Defending women, not cultural sensitivity

What would you do if you lived in a world where natural disasters were your fault?

More specifically, how would you feel if you were blamed for devastating events such as earthquakes, simply because you were born with a vagina?

And what if that blame reinforced the view that you were a lower-class citizen — a scapegoat for societal ills, that were not caused by any of your actions?

For Iranian women, this is a reality. According to the Associated Press, a senior Iranian cleric Hojatoleslam Kazem Sedighi made the outrageous accusation that women who dress immodestly corrupt male chastity, which (obviously) causes an increase in earthquakes.

His comments offered yet another opportunity for women to be viewed as less than worthy, as guilty simply because of their gender.

In a society where women, despite a moratorium, can be stoned to death for unfounded accusations — no, where they can be stoned to death, period — the last thing they need is for Iranian clerics to charge them with responsibility for one of the few things the men in their society haven’t yet figured out how to control.

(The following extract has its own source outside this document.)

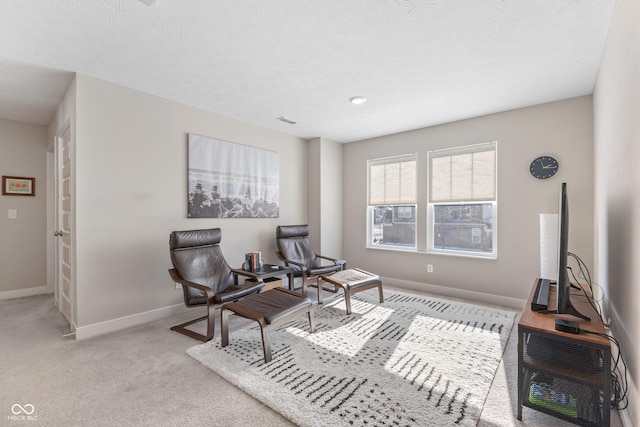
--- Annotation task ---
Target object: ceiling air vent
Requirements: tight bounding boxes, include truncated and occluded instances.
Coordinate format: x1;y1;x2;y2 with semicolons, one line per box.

Saying that the actions of women cause earthquakes, and not the weak will of men, assures men that they are innocent and saddles the female population with entirely unfounded and hurtful baggage.

Moreover, by choosing to blame women instead of acknowledge the major fault line and normal geologic shifts that are the actual cause of earthquakes, it brings natural disasters into the realm of events that can be exploited to marginalize the female population.

Assuming that people take the cleric seriously, it’s difficult for many of us to imagine what living in a place where natural disasters are blamed on women must feel like, the response to the cleric’s comments in the United States are worth examining.

Obviously, many people here were outraged.

We expressed that we couldn’t believe someone would say that. Don’t they understand stand how earthquakes work? I honestly think we all felt really bad for these women.

But, that’s their culture, some claimed. Shouldn’t we be more sensitive?

Frankly, calls to cultural sensitivity are vastly more shocking than religious figures exploiting women. At least, they should be.

I’m no fan of cultural imperialism, but what I’m more opposed to is ignorance of women’s rights and the grave human rights violations that could occur because of this kind of statement.

No one should bear the burden this man has maliciously dropped on the shoulders of innocent women. But since these women have been forced to, the least we can do is ignore standard operating procedures and defend those who have to take on the blame for a blameless event.